So there are a few ways to look at the events of Game 4, which served as a somewhat accurate representation of the series to date. On one hand, San Jose scored three power play goals, and Los Angeles isn’t ceding a ton in five-on-five play. There were missed assignments on the penalty kill, plus one flukish deflection for the third goal, but in terms of the even strength run of play, it has been somewhat balanced. The Kings out-attempted the Sharks 52-42 in five-on-five on Wednesday night, and overall in the series, the shot attempts in five-on-five situations favor L.A. 180-166. But, on the other hand, Los Angeles just doesn’t have a consistent offensive push, and while the two goals scored in the third period came from getting traffic to the front of the net, they were also on shots from the point. The Kings have been a high-volume shot team, as many top possession teams are, but too many of those attempts in this series are coming from the blue line. Of the 180 five-on-five shot attempts in the series, 78 were generated by defensemen (43.3%), while of San Jose’s 166 shot attempts, 49 have come from defensemen (29.5%). While they’ve also benefited from a power play that sprung back to life with three goals after a 0-5 performance in Game 3, they’re also tilting the ice at even strength. Jonathan Quick and the team’s defensive coverage have been very good at even strength, so that five-on-five possession hasn’t translated into scoring, but despite L.A.’s two-nothing scoring advantage in five-on-five play on Wednesday, there hasn’t been a sustained offensive push as the Sharks’ 1-2-2 up-ice pressure has sullied up the Kings’ breakouts and transition, and once they’re in the offensive zone, there just haven’t been enough quality opportunities coming off the sticks of scoring threats. Though Los Angeles holds the even strength possession advantage, San Jose still holds a comfortable scoring chance advantage in five-on-five at 90-75, with high danger scoring chances favoring the Sharks, 47-38. That’s not a good balance when considering the Sharks’ five power play goals through four games.
And as it was for the first two games of the series, and in parts of the third, the Kings’ top players have been outplayed, whether at even strength, on special teams, or both, by the Sharks’ top players. Brent Burns and Joe Pavelski scored impressive power play goals on Wednesday, with Pavelski’s coming as he forced his way into the center of a Doughty-Muzzin-Carter triangle and snapped a Joe Thornton feed from behind the net past Quick. Few bang-bang skilled plays have been generated by Los Angeles, and in the comparison of top players, there’s a major divide. Both Anze Kopitar and Jeff Carter have one even strength point in four games, while Tyler Toffoli and Drew Doughty have been held scoreless throughout the series, with Toffoli, the regular season plus-minus leader, a minus-four, and Doughty a minus-three. And to report so heavily on what the Kings aren’t doing well is disingenuous; the Sharks have been executing their game plan effectively and by virtue of denying L.A.’s time in space with the puck, they’ve limited their most skilled players. Until the third period, when the Kings had more of a netfront presence, there were again few second and third chances around the net, and limited high-grade opportunities. In the second period, other than Brayden McNabb’s blocked shot from the high slot, I’m not sure if Los Angeles generated one high quality scoring chance, and that’s a credit to San Jose’s play in all three zones.

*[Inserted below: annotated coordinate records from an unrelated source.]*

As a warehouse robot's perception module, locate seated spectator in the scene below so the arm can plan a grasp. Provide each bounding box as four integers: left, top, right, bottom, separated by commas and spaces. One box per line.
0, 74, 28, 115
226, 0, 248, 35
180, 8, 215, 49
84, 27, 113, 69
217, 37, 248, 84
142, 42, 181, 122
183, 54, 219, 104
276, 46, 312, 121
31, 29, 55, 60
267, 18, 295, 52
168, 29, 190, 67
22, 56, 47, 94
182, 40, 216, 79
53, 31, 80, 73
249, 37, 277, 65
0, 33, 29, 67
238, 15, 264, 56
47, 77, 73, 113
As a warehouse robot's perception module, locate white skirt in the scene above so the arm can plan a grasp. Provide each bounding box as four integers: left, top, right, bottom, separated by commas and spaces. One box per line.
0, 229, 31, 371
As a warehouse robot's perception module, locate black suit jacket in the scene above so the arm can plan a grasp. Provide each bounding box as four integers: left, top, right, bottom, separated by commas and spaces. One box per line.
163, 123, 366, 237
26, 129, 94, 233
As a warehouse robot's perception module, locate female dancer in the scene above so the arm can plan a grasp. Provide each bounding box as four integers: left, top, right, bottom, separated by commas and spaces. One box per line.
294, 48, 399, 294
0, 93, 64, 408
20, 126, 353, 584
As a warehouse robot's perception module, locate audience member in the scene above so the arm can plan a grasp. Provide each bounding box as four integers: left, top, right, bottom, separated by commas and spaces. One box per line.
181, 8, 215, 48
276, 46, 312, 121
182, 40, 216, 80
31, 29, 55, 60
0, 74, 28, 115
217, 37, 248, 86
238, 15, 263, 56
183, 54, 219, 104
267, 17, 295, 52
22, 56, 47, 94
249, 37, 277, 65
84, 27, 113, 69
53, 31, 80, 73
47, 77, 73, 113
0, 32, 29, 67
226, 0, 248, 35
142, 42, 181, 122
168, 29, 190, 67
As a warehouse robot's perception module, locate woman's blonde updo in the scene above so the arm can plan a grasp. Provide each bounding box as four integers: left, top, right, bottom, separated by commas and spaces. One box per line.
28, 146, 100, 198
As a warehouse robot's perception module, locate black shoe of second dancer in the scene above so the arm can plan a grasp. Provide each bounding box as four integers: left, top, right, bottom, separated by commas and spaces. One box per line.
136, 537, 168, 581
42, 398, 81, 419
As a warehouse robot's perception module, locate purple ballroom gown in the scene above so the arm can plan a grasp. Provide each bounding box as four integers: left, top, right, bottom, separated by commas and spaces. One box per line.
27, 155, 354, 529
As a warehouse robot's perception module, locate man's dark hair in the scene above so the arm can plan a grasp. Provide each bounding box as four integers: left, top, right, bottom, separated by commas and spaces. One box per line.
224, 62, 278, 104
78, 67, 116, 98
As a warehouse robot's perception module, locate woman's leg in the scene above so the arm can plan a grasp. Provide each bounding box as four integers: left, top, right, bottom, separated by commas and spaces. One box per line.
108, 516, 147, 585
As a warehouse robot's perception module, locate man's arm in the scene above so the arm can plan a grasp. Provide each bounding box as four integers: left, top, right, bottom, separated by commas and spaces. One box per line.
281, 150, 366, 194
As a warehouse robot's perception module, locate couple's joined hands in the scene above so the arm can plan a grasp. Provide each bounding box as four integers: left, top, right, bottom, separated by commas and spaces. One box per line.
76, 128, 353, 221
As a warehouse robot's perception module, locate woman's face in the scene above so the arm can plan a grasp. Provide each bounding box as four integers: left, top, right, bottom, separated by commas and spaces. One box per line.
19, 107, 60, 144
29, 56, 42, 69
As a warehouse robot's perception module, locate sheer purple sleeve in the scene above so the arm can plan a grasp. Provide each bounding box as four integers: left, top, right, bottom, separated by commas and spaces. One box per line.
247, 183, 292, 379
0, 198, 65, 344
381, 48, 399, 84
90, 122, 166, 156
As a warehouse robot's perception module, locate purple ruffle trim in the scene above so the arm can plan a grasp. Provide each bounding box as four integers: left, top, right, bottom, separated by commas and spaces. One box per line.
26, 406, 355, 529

There will obviously be parallels drawn between the 2014 series and this current series, but any connections are loose and aligned more with spiritual and anecdotal similarities, not with those based on tactics or personnel. The Kings simply don’t have the horses on the back end right now. It’s a significant difference from a defense that two years ago featured pairings of Muzzin-Doughty, Regehr-Voynov, Mitchell-Martinez (or Martinez-Greene). Rob Scuderi has admirably stepped into a difficult situation but is by no means a dynamic player along the lines of those who would otherwise average nearly 20 minutes of ice time. He played 22:38 on Wednesday. Compare the ice time discrepancy logged between Los Angeles’ most frequently used defenseman (Doughty / 30:33 TOI/GP) and its least (McBain / 10:32), and San Jose’s discrepancy between Burns (22:44) and Dillon (15:19). Alec Martinez, who would’ve been an asset in puck advancement and removing some of the advantage the Sharks have had in denying clean exits and entries, has played 11 minutes and 43 seconds in this series. Without him, the range in minutes on the back end is too wide. “I don’t think you’ll go very long in a series, whether it’s whoever you’re talking about, with guys that are only playing five-to-10 minutes,” Darryl Sutter said after Wednesday’s morning skate. “You might be able to stretch a series out, but you won’t win it.” Without the horses, Los Angeles’ void on the back end is pronounced heading into a do-or-die Game 5 this Friday at Staples Center.